Ha! Guess what time they were up this morning? 6:40! I shit you not! 6:40 on a Sunday morning, these two 9-year-olds are poking me awake asking for breakfast. Of course, their internal clocks think it’s 7:40, but still…
So, they head to the kitchen for Cheerios and I roll over and go back to sleep for another hour. Shortly after I got up, they were asking to go outside and play. I said they could right after they cleaned up their mess from the night before.
I looked out a little later and saw them, along with another little neighbor girl, leading this stray dog around with our leash. It’s a nice looking dog, hopefully just lost and not dumped, but nonetheless, it’s got no hope of finding its way home today because PDD has gotten hold of it. Given that we already have 3 dogs and 1 cat, she knows better to ask her bleeding-heart-sucker-for-stray-dogs mother to keep it, but by God, it’s her dog for the day thanks to that leash.
She came in and swiped one of my mixing bowls to give it water, and took a blanket of hers out there to spread out on the lawn. It’s warm here today – a beautiful Indian-summer day around 80 degrees – so I’m not tripping with her about it. I save my energy for the battle I know is coming when I try to make her come in for the day – WITHOUT the dog.
Just while ago, I realized I hadn’t heard her in awhile, so I got up to look out the front door to see if I saw her anywhere close. This is what I saw:
Actually, what I saw was a little different, as the dog was asleep, too, and not looking at me like it is here. But it heard me come out the front door with my camera – PDD didn’t. She’s out like a light.

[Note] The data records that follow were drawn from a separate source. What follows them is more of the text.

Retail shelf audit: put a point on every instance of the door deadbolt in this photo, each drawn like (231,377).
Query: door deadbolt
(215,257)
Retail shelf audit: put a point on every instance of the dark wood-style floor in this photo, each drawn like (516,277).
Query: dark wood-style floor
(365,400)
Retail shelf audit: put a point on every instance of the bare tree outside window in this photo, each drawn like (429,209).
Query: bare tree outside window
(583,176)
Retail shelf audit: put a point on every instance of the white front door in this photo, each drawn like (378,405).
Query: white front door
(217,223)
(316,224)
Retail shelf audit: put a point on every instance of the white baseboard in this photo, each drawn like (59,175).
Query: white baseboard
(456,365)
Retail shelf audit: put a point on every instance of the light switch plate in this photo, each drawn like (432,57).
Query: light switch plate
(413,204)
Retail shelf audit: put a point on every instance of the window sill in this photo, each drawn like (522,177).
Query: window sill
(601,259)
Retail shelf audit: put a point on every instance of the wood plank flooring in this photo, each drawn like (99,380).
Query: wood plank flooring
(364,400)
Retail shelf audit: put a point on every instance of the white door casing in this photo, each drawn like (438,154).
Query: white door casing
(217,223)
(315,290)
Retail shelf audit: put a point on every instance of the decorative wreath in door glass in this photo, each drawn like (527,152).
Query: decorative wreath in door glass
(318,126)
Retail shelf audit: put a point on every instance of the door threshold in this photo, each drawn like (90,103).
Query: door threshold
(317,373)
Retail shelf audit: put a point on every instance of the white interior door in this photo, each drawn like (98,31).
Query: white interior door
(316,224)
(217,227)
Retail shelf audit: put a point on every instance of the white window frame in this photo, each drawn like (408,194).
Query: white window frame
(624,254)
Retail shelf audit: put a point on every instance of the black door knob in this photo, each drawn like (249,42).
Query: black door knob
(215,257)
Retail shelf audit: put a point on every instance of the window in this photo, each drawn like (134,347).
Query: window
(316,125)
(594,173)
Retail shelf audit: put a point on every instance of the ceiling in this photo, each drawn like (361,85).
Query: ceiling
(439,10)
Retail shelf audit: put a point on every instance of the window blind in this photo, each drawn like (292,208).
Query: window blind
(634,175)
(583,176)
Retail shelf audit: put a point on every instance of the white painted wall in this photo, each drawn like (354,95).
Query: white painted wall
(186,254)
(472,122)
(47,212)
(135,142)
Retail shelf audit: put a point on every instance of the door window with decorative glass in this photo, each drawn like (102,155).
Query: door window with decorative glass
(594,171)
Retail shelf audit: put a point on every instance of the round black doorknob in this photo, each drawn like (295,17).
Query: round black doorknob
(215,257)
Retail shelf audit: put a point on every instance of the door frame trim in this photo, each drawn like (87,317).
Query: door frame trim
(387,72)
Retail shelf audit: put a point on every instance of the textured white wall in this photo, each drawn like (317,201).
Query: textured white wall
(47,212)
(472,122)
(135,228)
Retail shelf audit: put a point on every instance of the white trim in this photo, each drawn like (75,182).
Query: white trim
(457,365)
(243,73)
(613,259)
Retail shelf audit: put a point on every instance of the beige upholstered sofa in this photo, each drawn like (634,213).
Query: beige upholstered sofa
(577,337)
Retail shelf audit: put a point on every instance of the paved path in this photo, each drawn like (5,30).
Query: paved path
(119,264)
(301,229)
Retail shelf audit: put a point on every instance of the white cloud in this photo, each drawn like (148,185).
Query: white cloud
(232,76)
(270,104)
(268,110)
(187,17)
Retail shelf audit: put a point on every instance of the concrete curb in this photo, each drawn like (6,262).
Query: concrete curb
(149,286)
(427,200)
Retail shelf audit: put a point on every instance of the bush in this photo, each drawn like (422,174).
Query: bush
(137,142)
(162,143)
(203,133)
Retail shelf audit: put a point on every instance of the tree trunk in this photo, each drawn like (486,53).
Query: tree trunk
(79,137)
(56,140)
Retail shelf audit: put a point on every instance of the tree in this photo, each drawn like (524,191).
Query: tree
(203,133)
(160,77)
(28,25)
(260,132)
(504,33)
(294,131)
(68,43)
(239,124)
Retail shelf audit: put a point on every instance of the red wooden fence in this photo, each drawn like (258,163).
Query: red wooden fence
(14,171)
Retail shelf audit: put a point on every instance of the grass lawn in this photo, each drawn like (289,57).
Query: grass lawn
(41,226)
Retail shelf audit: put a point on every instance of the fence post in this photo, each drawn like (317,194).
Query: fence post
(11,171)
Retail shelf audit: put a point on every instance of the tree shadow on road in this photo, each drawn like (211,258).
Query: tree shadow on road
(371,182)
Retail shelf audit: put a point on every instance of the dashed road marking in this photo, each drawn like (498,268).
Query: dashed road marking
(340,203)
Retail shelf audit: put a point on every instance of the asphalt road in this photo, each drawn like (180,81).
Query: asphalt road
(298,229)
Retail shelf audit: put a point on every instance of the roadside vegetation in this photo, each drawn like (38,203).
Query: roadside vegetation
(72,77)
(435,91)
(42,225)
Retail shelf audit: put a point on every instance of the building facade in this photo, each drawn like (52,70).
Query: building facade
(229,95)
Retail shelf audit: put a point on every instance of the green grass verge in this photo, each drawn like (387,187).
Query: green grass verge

I gotta give my girl her props…she knew she was tired, but there was NO WAY she would admit it and come in to take a nap. Hell no – not with a dog out there. So, she did the only thing she could do: took her nap on the front yard with the dog.
I don’t know how the dog feels about the forced napping. The look on its face could be apathy just as easily as resignation. I guess we’ll know when I wake her up and make her take the leash off of it.
Cross your fingers, folks, that it bolts like a prisoner set free, because if there’s one thing I don’t need, it’s another dog.
Children are really crazy aren’t they?? My daughter is the exact opposite way, when she has her friends over they stay up until midnight but God knows even though her friend is up at 9 am shes in bed until noon. Often times, to get her to go to school I have to literally pull her out of her bed and make her stand on her own two feet, sometimes if shes still being really tired as im picking her up, i set her feet on the floor and let go, she wakes up really fast….though there was a couple of times i had to grab her right before she fell!